In a move that is never adequately explained, Grignr appears amidst the menacing priests and makes quick work of them with his sword. And thus we see the happy reunion of Grignr and the wench from whom he was so abruptly parted at the outset of the story. Carthena tells him her life story (not to mention her name): she had escaped from the Evil Prince, but Grignr’s arrest in the tavern brought her to the attention of his soldiers again and thus she ended up in the nauseating clutches of the priests of Argon. Fortunately, Carthena can guide Grignr out of the catacombs. He pries the eye of Argon, that incomparable scarlet emerald, out of the face of Argon, and the happy pair prance happily out of the dreary room towards freedom.
Behind them, a priest awakes from the epileptic swoon Grignr had mistaken for death and follows Our Heroes?. Yet as his unstoppable blade is descending towards Grignr’s hollow head, the trap Our Hero escaped in the previous chapter catches the epileptic evil priest. Grignr and his lady-love continue their escape, chatting about local politics and stumbling across the corpse of Carthena’s ex along the way. As Our Heroes approach the secret exit, Grignr has the opportunity to strike a blow for democracy. The Evil Prince and Oppressor Of Our Heroine and Of Her Boyfriends™ is making a secret entrance with his nefarious advisor; it will be his last.
As Grignr lays about with his sword in his usual way, Carthena uses her torch to cook the Evil Prince to death. (The moral being, don’t mess with this girl’s boyfriends.) And now Grignr and Carthena emerge into the long-awaited “feral red” light of the sun, where the late Evil Prince™ has conveniently left them horses. At this point, a lesser author would have wrapped up the tale, but Our Author gives the tale a Lovecraftian twist. Grignr pulls the eye of Argon out of his pouch to admire it and dream of the wine and women it will buy him. It seems Carthena missed the scene where Grignr pried the eye off of Argon; now she cries out in fear, “The eye of Argon, Oh! Kalla!”

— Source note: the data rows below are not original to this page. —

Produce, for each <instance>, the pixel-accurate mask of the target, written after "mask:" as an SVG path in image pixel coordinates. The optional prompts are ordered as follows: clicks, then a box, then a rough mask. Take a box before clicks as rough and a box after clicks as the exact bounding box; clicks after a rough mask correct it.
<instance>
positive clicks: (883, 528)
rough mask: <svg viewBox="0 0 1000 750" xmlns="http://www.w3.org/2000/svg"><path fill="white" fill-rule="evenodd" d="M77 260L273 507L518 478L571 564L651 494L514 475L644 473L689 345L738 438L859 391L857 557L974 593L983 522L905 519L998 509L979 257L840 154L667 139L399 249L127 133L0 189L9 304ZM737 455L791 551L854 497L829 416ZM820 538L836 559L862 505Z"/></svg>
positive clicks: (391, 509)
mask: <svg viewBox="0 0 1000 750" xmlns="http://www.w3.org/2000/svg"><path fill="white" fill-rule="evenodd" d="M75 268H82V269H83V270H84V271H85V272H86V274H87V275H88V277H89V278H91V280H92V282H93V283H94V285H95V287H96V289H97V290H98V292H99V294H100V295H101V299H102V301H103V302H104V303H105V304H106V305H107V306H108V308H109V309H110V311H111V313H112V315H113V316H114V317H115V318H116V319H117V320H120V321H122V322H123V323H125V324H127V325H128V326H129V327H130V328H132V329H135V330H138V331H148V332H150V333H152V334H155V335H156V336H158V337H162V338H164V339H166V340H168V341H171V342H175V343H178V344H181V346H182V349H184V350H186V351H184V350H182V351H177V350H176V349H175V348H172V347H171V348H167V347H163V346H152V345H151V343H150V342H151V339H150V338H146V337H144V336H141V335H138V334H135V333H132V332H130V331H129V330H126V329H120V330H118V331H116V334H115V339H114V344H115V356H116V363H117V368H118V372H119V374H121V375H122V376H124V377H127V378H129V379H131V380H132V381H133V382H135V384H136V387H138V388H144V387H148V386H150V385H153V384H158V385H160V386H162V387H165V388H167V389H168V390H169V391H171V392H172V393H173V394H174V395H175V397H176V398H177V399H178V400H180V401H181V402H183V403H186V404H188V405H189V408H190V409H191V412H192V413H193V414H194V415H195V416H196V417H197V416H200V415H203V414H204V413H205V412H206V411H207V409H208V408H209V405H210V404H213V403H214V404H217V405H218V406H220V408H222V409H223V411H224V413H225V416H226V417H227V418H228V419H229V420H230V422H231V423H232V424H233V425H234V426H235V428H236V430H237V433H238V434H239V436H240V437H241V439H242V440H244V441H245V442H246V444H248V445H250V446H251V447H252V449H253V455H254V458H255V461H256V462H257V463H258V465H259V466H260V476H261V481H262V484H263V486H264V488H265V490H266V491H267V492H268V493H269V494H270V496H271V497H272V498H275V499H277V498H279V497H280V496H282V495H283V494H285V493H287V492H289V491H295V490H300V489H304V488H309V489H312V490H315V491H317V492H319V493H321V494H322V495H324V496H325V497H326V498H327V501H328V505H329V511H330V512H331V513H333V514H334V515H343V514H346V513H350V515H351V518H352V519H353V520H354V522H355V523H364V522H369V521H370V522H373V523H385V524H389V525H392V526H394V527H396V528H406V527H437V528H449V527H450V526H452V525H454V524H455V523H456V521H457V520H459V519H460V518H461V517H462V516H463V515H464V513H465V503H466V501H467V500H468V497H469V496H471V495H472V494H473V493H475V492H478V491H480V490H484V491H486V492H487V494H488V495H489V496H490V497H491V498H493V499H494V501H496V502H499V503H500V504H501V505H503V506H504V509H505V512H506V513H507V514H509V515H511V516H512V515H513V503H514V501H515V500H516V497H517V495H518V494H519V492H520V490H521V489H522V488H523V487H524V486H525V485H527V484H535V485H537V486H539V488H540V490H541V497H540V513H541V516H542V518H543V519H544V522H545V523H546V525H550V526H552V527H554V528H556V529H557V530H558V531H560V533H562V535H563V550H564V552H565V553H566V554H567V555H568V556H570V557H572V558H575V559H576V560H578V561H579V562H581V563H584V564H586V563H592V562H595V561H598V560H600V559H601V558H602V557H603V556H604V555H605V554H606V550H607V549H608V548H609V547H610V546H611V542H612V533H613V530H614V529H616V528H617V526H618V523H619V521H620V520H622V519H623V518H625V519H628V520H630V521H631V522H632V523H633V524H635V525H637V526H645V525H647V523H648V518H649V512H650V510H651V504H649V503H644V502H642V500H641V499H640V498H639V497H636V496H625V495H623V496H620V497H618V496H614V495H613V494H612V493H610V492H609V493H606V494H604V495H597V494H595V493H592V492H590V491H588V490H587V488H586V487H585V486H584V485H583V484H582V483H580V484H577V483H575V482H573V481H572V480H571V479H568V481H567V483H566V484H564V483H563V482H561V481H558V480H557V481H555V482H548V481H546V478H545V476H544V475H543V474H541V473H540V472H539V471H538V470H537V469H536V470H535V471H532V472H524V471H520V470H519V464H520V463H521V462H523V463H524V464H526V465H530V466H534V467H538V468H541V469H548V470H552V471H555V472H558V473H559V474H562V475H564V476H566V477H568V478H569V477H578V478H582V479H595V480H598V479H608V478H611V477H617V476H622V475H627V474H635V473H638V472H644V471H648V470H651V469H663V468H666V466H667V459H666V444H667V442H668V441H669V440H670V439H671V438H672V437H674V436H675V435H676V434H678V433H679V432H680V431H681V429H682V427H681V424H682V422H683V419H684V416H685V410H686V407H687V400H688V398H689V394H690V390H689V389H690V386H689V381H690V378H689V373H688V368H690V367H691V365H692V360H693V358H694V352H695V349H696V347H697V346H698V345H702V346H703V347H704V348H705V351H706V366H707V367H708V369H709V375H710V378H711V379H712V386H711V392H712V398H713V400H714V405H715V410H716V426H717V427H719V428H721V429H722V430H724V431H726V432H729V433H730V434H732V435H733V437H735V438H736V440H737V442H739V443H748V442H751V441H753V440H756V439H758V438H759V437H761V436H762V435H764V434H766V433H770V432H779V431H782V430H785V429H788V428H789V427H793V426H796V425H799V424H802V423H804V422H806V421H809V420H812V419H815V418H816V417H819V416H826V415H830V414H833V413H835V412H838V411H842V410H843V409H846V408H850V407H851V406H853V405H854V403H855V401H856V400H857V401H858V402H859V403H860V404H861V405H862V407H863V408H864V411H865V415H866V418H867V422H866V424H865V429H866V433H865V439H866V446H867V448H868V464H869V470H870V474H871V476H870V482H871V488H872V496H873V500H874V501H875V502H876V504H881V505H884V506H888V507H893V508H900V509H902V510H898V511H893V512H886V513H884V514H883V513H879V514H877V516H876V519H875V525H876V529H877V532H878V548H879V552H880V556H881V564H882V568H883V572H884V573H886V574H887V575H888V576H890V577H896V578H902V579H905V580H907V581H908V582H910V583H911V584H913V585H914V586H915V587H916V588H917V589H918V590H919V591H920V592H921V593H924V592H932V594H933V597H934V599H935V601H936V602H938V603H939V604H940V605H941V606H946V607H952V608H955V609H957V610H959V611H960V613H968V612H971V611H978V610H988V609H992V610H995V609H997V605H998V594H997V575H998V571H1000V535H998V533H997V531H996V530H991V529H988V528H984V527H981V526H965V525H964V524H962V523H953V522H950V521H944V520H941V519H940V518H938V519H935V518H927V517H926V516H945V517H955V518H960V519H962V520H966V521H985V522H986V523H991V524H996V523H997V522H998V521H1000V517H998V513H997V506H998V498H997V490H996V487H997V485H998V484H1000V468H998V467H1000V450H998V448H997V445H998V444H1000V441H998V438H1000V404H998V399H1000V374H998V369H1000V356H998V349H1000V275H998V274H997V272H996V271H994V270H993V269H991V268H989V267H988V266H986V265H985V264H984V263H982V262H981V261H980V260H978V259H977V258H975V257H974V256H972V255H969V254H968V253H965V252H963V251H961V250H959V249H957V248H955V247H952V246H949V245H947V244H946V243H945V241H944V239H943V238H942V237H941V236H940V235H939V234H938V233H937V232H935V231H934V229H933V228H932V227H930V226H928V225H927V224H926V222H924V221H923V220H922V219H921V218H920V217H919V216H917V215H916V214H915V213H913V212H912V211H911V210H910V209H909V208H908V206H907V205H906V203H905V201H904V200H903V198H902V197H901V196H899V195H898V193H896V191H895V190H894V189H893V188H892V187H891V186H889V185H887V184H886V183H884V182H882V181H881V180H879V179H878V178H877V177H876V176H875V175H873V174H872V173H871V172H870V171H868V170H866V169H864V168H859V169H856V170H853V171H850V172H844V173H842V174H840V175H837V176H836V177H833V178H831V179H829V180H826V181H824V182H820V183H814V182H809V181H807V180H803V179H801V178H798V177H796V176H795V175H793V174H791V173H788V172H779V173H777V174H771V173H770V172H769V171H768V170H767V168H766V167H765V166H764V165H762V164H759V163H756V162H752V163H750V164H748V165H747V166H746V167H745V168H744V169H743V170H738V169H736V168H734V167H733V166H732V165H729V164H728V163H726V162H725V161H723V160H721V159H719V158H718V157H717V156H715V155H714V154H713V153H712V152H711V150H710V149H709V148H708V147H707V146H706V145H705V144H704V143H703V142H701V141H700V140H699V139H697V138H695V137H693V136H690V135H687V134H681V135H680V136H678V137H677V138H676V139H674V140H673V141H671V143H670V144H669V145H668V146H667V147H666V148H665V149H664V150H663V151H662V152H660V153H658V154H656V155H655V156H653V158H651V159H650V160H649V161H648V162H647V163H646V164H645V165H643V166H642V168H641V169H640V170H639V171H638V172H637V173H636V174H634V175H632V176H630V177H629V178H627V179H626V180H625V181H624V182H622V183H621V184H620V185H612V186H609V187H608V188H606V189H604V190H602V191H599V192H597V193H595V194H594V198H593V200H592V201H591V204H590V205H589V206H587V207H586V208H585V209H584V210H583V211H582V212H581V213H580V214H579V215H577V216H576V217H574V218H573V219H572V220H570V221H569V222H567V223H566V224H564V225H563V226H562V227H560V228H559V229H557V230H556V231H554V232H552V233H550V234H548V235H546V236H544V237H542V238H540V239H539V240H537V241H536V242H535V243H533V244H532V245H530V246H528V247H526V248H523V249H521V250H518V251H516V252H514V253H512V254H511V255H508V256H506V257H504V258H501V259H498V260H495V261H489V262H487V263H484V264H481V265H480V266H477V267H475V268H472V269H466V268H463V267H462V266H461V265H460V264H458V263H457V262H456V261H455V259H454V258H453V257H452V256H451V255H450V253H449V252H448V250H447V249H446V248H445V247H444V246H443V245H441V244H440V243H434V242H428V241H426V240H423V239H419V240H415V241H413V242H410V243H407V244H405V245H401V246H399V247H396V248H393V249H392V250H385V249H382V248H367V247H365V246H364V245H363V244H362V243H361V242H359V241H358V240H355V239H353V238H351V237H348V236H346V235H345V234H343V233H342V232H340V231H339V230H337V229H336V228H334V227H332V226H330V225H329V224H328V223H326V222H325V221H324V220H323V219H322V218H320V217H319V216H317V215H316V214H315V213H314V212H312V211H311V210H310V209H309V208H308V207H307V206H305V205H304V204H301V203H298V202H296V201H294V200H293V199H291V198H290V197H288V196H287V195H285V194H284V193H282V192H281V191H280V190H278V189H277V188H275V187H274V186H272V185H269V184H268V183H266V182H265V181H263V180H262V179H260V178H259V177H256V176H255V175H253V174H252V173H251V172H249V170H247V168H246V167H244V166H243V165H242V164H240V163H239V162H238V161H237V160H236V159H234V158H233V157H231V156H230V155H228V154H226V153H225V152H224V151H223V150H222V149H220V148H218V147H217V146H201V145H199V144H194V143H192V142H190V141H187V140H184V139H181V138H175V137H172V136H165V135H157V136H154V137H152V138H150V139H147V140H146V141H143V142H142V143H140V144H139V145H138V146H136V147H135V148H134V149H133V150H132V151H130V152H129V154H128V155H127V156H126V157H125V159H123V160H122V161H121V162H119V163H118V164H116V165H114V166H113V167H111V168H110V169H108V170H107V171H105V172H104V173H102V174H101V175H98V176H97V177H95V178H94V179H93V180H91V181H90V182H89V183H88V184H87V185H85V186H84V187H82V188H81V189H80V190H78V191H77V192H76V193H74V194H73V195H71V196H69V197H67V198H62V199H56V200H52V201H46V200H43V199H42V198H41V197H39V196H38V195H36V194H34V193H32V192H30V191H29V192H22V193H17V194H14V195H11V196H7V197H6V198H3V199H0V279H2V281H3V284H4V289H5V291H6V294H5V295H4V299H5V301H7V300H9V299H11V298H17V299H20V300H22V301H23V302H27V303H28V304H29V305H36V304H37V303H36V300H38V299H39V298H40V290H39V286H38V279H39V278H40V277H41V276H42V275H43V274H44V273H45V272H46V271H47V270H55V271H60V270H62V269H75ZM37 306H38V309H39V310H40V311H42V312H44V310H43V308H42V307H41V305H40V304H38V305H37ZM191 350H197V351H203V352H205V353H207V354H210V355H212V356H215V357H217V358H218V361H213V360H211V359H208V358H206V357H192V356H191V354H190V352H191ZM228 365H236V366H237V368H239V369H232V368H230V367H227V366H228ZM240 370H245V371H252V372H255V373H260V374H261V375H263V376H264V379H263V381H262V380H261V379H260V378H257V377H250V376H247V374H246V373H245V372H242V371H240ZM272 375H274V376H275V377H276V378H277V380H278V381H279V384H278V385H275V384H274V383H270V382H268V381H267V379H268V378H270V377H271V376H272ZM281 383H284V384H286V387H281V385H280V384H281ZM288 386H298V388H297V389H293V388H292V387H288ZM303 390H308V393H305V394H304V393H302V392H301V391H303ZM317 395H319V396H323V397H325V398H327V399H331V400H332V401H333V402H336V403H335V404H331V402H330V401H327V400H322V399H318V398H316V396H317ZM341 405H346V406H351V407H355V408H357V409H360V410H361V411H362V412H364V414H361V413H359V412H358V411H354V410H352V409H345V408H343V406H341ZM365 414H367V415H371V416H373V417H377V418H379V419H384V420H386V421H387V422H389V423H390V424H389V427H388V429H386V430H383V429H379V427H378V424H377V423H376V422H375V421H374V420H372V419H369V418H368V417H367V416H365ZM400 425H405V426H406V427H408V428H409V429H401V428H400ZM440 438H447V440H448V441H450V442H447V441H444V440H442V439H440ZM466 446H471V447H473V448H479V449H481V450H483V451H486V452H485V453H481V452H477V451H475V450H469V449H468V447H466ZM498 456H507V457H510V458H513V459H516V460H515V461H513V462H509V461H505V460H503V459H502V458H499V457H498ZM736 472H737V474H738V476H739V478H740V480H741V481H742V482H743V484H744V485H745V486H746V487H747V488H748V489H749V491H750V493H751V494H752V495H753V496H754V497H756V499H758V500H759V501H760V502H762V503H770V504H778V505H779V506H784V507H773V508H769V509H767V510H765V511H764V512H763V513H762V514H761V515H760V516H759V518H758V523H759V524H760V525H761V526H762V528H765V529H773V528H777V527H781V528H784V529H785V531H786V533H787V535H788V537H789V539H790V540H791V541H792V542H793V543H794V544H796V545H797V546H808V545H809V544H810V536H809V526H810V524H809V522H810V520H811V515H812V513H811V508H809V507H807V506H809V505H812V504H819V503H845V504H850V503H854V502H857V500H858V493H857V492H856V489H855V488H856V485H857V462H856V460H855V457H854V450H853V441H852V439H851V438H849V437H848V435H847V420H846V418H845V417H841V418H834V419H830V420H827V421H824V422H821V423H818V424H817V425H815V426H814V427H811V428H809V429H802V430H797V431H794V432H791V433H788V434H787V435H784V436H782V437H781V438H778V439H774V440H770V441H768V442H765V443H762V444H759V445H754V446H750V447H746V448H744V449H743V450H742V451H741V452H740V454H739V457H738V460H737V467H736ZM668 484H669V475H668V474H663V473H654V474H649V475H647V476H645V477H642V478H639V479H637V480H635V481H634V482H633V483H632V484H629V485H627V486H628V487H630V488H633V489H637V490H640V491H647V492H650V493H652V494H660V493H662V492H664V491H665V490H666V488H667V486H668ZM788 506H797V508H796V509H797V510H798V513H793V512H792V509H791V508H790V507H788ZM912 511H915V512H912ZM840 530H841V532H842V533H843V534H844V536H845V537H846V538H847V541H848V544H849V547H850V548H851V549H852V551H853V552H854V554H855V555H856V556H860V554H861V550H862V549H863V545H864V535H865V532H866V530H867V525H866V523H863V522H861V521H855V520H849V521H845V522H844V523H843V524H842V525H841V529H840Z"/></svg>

“Kalla” is apparently the native term for “that was a really, really, really, really bad idea, Grignr, you stupid barbarian!” (I knew there was no such thing as a scarlet emerald.) The Eye turns into the Blob in Grignr’s hand, except this blob has a mouth. (For those following the technicolor, the blob is still red, but it leaves yellow-green slime behind it wherever it goes.) Swords are no use against the blob, unfortunately for Our Hero. It attaches itself to Grignr like a leech and soon swells with barbarian blood. Carthena faints. Grignr, blacking out from loss of blood, tries her trick, plunging a torch into the gelatinous enemy. It bubbles and quavers and…
…the story ends abruptly. Apparently there was not enough room in the mimeograph margin to fit Grignr’s final fate. Did this aboriginal evil, this nefarious Eye, grow to consume the entire world? Did Carthena come to and save the day? Did Grignr have roast blob for dinner? The world will never know.
Besides the Technicolor theme, The Eye of Argon is notable for its stunning creativity in the tired old field of swordplay. Where else can you see a grown man done in by a rat’s pelvis? Could Lovecraft himself have transformed a scarlet emerald into an eerie misbegotten leech-blob? Highly unusual for pulp is the feminist angle, in which Carthena (clearly a proponent of free love) strikes out against the male oppressor with sandals, torches and orange-white bile. Overall, The Eye of Argon is a refreshing splash of vinegar in this jaundiced fic-reader’s eye.